Abseits des Hauptwettbewerbs hat die neue Intendantin bereits erste deutliche Änderungen am größten Publikumsfilmfestival der Welt vorgenommen. Die unter Vorgänger Chatrian ins Leben gerufene Sektion Encounters für eher wagemutige Filme wurde abgeschafft. Stattdessen gibt es nun die Sektion Perspectives für Spielfilmdebüts aus aller Welt.

Das 1951 gestartete Festival beschäftige sich in seinem 75. Jahr auch mit der Frage, welche Bedeutung die eigene Geschichte für unsere Gegenwart habe, sagte Tuttle. Das Kino helfe dabei, dass Menschen einander verstünden und zusammenkämen. Sie werde häufig gefragt, ob sich die Berlinale als politisches Festival verstehe. Sie sehe die Berlinale vor allem als gesellschaftliches Festival, Politik sei aber Teil der DNA, auch der der Stadt Berlin.
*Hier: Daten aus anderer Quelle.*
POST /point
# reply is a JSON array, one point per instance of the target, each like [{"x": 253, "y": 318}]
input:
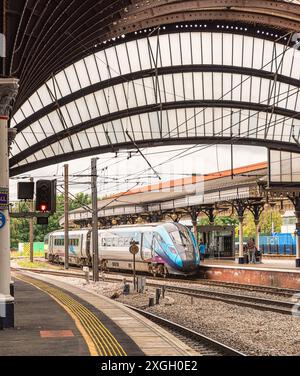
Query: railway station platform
[
  {"x": 272, "y": 273},
  {"x": 56, "y": 319}
]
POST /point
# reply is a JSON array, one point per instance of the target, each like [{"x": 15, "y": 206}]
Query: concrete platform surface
[
  {"x": 50, "y": 323},
  {"x": 267, "y": 264},
  {"x": 271, "y": 273}
]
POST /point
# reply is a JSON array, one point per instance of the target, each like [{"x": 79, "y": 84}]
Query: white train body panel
[{"x": 166, "y": 247}]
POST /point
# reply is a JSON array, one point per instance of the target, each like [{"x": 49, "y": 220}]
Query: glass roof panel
[{"x": 170, "y": 50}]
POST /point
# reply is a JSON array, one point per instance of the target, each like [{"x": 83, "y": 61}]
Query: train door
[{"x": 147, "y": 245}]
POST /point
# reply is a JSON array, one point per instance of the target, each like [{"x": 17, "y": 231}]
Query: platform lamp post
[{"x": 8, "y": 93}]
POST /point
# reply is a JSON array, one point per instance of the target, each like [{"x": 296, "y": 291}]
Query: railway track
[
  {"x": 278, "y": 306},
  {"x": 204, "y": 345},
  {"x": 265, "y": 304}
]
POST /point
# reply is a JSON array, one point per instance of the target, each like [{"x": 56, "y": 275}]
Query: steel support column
[
  {"x": 240, "y": 207},
  {"x": 256, "y": 208},
  {"x": 8, "y": 92},
  {"x": 297, "y": 213}
]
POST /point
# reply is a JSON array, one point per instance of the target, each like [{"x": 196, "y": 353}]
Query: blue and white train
[{"x": 165, "y": 248}]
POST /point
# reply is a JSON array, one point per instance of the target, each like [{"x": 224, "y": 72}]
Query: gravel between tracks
[{"x": 250, "y": 331}]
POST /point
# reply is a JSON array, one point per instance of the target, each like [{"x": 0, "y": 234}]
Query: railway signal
[{"x": 46, "y": 196}]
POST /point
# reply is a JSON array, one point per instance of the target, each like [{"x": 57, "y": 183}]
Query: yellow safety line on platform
[{"x": 99, "y": 339}]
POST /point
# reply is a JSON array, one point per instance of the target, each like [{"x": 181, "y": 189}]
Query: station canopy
[{"x": 100, "y": 76}]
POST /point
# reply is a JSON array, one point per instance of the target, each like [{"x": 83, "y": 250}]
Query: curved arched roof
[{"x": 173, "y": 72}]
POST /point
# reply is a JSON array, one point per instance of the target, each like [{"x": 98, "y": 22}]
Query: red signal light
[{"x": 43, "y": 208}]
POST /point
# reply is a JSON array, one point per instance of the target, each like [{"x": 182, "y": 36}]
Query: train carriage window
[
  {"x": 175, "y": 235},
  {"x": 147, "y": 244},
  {"x": 127, "y": 242}
]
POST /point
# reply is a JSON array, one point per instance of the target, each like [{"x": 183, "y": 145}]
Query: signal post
[{"x": 8, "y": 92}]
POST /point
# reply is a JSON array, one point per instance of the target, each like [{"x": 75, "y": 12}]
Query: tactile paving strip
[{"x": 100, "y": 340}]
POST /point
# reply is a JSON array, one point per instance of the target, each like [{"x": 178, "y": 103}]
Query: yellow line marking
[{"x": 99, "y": 339}]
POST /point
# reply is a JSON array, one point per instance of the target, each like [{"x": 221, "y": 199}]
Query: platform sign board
[
  {"x": 4, "y": 200},
  {"x": 284, "y": 169}
]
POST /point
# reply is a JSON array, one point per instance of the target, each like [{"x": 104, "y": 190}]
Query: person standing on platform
[
  {"x": 251, "y": 251},
  {"x": 202, "y": 250}
]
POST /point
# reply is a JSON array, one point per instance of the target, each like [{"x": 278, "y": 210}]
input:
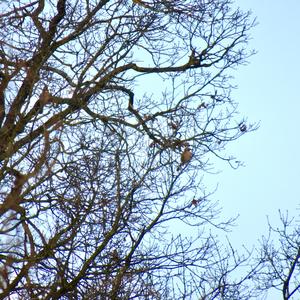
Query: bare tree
[
  {"x": 98, "y": 101},
  {"x": 280, "y": 259}
]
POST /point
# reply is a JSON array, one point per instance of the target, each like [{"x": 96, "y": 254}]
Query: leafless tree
[
  {"x": 280, "y": 258},
  {"x": 98, "y": 100}
]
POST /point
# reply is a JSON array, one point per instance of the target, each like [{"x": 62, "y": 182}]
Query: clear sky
[{"x": 268, "y": 92}]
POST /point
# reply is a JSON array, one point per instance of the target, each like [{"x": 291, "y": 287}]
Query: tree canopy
[{"x": 98, "y": 101}]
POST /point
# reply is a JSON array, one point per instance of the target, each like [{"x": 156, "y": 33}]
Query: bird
[{"x": 185, "y": 157}]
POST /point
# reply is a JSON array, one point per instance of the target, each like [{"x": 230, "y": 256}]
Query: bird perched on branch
[{"x": 186, "y": 156}]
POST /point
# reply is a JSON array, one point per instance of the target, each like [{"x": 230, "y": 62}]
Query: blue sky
[{"x": 267, "y": 93}]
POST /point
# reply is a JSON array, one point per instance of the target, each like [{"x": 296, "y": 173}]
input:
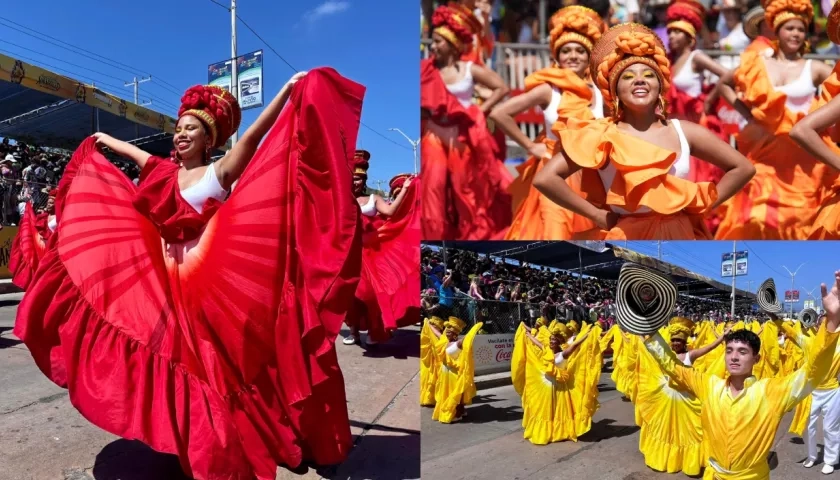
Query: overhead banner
[
  {"x": 249, "y": 70},
  {"x": 740, "y": 264},
  {"x": 45, "y": 81},
  {"x": 791, "y": 296}
]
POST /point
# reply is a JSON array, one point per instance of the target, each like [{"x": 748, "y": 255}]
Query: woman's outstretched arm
[{"x": 231, "y": 166}]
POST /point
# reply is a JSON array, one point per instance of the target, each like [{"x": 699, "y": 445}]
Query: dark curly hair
[{"x": 744, "y": 336}]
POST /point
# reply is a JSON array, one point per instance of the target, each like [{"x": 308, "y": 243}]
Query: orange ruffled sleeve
[
  {"x": 766, "y": 104},
  {"x": 642, "y": 170}
]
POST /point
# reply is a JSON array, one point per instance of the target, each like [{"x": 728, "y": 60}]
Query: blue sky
[
  {"x": 766, "y": 259},
  {"x": 372, "y": 42}
]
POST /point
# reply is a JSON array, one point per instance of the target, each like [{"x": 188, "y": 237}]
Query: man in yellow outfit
[{"x": 740, "y": 415}]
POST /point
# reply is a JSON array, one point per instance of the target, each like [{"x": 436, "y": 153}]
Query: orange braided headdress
[
  {"x": 686, "y": 16},
  {"x": 216, "y": 108},
  {"x": 625, "y": 45},
  {"x": 451, "y": 26},
  {"x": 575, "y": 24},
  {"x": 777, "y": 12}
]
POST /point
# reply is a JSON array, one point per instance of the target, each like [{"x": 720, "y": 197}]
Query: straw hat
[{"x": 645, "y": 299}]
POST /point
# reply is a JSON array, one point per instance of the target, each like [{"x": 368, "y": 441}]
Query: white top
[
  {"x": 369, "y": 208},
  {"x": 680, "y": 168},
  {"x": 465, "y": 88},
  {"x": 207, "y": 187},
  {"x": 550, "y": 113},
  {"x": 800, "y": 92},
  {"x": 687, "y": 80}
]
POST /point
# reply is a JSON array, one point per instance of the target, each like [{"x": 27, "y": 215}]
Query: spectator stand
[
  {"x": 563, "y": 280},
  {"x": 45, "y": 116}
]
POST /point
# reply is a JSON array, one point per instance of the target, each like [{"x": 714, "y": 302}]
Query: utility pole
[
  {"x": 234, "y": 75},
  {"x": 734, "y": 249},
  {"x": 792, "y": 278},
  {"x": 136, "y": 84}
]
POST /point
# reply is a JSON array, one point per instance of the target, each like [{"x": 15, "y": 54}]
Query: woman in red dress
[
  {"x": 207, "y": 330},
  {"x": 30, "y": 243},
  {"x": 386, "y": 298},
  {"x": 464, "y": 193}
]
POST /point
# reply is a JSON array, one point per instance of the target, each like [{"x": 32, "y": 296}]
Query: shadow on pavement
[
  {"x": 133, "y": 460},
  {"x": 604, "y": 429}
]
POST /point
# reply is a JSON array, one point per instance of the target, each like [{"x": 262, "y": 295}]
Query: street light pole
[
  {"x": 413, "y": 143},
  {"x": 792, "y": 278}
]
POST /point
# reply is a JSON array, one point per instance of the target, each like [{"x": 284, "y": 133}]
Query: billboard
[
  {"x": 740, "y": 264},
  {"x": 249, "y": 70},
  {"x": 791, "y": 296}
]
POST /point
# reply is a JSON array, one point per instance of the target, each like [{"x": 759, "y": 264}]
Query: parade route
[
  {"x": 42, "y": 437},
  {"x": 489, "y": 444}
]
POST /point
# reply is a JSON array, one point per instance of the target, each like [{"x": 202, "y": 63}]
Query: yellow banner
[
  {"x": 37, "y": 78},
  {"x": 6, "y": 236}
]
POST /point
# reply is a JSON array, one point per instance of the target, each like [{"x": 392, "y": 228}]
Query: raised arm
[
  {"x": 231, "y": 166},
  {"x": 123, "y": 149},
  {"x": 551, "y": 182},
  {"x": 707, "y": 146}
]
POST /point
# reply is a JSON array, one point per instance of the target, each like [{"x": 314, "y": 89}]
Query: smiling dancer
[
  {"x": 773, "y": 90},
  {"x": 206, "y": 329},
  {"x": 636, "y": 163},
  {"x": 562, "y": 91}
]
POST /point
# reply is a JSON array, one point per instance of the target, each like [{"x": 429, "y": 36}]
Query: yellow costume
[
  {"x": 739, "y": 432},
  {"x": 559, "y": 395},
  {"x": 428, "y": 362},
  {"x": 671, "y": 437},
  {"x": 456, "y": 374}
]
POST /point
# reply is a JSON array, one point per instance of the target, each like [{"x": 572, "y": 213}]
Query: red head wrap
[{"x": 216, "y": 108}]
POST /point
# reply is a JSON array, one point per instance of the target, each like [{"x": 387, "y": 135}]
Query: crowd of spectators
[
  {"x": 476, "y": 287},
  {"x": 29, "y": 172},
  {"x": 517, "y": 21}
]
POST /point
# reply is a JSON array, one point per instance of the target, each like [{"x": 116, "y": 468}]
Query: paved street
[
  {"x": 489, "y": 444},
  {"x": 43, "y": 437}
]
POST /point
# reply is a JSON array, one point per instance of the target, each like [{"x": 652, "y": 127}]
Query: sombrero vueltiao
[
  {"x": 645, "y": 299},
  {"x": 808, "y": 317},
  {"x": 767, "y": 299}
]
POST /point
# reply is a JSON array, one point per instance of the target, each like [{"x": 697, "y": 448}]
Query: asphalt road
[
  {"x": 42, "y": 437},
  {"x": 489, "y": 444}
]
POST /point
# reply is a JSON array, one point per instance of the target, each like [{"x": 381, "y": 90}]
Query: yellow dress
[
  {"x": 671, "y": 436},
  {"x": 428, "y": 365},
  {"x": 456, "y": 376},
  {"x": 558, "y": 400},
  {"x": 739, "y": 432}
]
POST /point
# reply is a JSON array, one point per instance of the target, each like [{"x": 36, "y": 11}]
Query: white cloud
[{"x": 330, "y": 7}]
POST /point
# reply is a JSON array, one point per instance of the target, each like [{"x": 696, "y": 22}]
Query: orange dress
[
  {"x": 658, "y": 205},
  {"x": 781, "y": 200},
  {"x": 826, "y": 226},
  {"x": 535, "y": 216}
]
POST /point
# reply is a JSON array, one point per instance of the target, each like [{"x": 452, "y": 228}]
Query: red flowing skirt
[
  {"x": 387, "y": 297},
  {"x": 221, "y": 349},
  {"x": 28, "y": 247}
]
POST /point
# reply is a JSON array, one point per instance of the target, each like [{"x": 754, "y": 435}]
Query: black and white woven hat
[
  {"x": 767, "y": 299},
  {"x": 808, "y": 317},
  {"x": 645, "y": 299}
]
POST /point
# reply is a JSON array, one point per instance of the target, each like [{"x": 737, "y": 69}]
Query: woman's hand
[{"x": 539, "y": 151}]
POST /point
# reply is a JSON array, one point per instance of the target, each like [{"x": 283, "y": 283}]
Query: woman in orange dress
[
  {"x": 464, "y": 185},
  {"x": 562, "y": 91},
  {"x": 773, "y": 90},
  {"x": 808, "y": 134},
  {"x": 636, "y": 162},
  {"x": 688, "y": 94}
]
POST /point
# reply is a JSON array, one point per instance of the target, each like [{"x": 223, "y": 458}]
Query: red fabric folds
[
  {"x": 465, "y": 187},
  {"x": 386, "y": 298},
  {"x": 28, "y": 247},
  {"x": 220, "y": 350}
]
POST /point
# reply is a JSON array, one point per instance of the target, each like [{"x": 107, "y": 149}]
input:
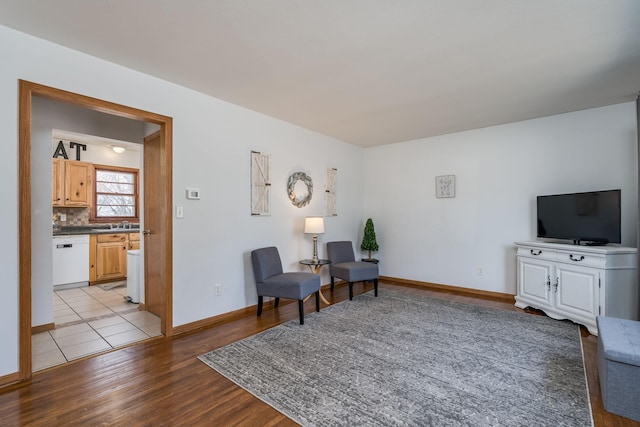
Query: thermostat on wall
[{"x": 193, "y": 193}]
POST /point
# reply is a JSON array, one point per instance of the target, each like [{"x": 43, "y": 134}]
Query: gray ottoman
[{"x": 619, "y": 365}]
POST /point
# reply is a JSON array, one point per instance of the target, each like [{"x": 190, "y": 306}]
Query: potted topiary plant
[{"x": 369, "y": 240}]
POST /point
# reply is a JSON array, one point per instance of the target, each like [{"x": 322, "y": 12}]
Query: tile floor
[{"x": 90, "y": 320}]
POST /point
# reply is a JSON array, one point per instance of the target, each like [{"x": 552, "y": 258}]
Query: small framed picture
[{"x": 445, "y": 186}]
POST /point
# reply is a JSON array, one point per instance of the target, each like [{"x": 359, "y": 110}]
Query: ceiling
[{"x": 368, "y": 72}]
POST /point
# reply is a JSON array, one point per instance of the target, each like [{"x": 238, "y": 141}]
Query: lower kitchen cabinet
[{"x": 108, "y": 256}]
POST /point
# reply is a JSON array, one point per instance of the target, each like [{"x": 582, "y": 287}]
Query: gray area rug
[{"x": 408, "y": 360}]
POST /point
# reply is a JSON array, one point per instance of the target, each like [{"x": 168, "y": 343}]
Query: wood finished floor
[{"x": 161, "y": 383}]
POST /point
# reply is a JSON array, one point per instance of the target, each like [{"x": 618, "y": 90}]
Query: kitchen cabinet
[
  {"x": 578, "y": 283},
  {"x": 71, "y": 183},
  {"x": 134, "y": 241},
  {"x": 108, "y": 255}
]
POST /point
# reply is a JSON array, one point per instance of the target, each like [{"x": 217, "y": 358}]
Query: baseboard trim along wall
[{"x": 456, "y": 289}]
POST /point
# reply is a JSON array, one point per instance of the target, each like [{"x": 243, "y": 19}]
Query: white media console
[{"x": 578, "y": 282}]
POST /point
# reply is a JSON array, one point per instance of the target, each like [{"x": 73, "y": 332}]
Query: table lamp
[{"x": 314, "y": 225}]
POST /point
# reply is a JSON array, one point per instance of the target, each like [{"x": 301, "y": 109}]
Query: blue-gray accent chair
[
  {"x": 272, "y": 282},
  {"x": 344, "y": 266}
]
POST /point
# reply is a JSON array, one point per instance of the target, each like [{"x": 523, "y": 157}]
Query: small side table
[{"x": 315, "y": 267}]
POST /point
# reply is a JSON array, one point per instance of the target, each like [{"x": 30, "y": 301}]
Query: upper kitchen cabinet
[{"x": 71, "y": 183}]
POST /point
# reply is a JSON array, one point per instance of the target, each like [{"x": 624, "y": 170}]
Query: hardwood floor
[{"x": 160, "y": 382}]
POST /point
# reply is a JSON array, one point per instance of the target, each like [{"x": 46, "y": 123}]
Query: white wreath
[{"x": 291, "y": 186}]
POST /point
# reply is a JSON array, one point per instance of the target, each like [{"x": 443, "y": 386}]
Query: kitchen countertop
[{"x": 72, "y": 230}]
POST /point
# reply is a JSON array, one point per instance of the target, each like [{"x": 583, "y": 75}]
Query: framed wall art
[
  {"x": 445, "y": 186},
  {"x": 260, "y": 184}
]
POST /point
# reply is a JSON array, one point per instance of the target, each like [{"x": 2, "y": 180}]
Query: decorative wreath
[{"x": 291, "y": 186}]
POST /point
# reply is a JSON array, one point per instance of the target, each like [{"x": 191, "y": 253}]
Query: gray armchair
[
  {"x": 344, "y": 266},
  {"x": 272, "y": 282}
]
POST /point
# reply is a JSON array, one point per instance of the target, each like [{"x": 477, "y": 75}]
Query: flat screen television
[{"x": 591, "y": 217}]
Kinofans können sich auf weitere hochkarätige Stars freuen, die traditionell jenseits der Wettbewerbe ihre Filme vorstellen. Eröffnet wird die diesjährige Berlinale mit dem Familiendrama “Das Licht” von Regisseur Tom Tykwer. In der deutsch-französischen Produktion sind unter anderen Lars Eidinger und Nicolette Krebitz zu sehen. Als Deutschlandpremiere zeigt die Berlinale zudem “A Complete Unknown”, das Musik-Biopic von James Mangold mit Timothée Chalamet (“Dune”) als Bob Dylan.

Am Ende der Berlinale wird dann wieder der beste Film mit dem Goldenen Bären geehrt. Silberne Bären gibt es unter anderem für die beste Regie, das beste Drehbuch und die besten schauspielerischen Leistungen. Die Internationale Jury, die über die Vergabe entscheidet, wird in diesem Jahr von US-Regisseur Todd Haynes (64, “Dem Himmel so fern”, “I’m not there”) geleitet. Eine Bären-Gewinnerin steht indes schon fest: Die schottische Schauspielerin und Oscar-Preisträgerin Tilda Swinton (64, “Michael Clayton”) wird für ihr Lebenswerk mit einem Goldenen Ehrenbären ausgezeichnet.